Norman spent the last 13 years of his life joining his passion for computers and his love of family by volunteering as a family history missionary helping people discover their local connection to the family of Adam, and helping them do their part to prepare a computerized record “worthy of all acceptation”. His devoted commitment to his calling as a family-history service-missionary for the Church of Jesus Christ of Latter-day Saints continued even until the Friday 4 days before his final breath as he answered help-line phone calls from Family Search patrons.
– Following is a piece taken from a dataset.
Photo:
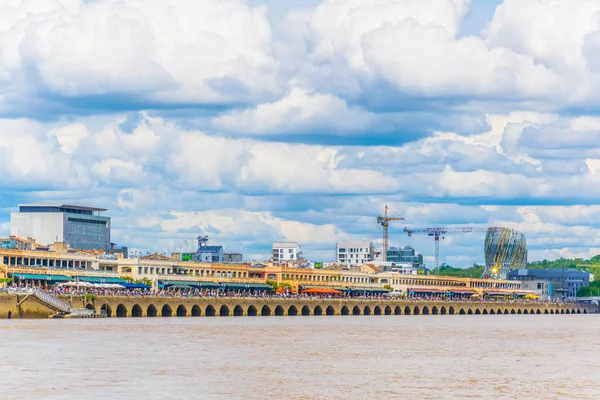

A naturally shy and introverted person, Norman would often share that “to be self-conscious is to be conscious of the wrong person” and he personified that phrase by living his life for others. His life's work was truly to better the lives of his family which he pursued relentlessly until the last few days of his life. This work extended to his ancestors and their descendants as far back as he could pursue through the Family Search program of the Church of Jesus Christ of Latter-day Saints. His Legacy is truly his family and he will live forever through them.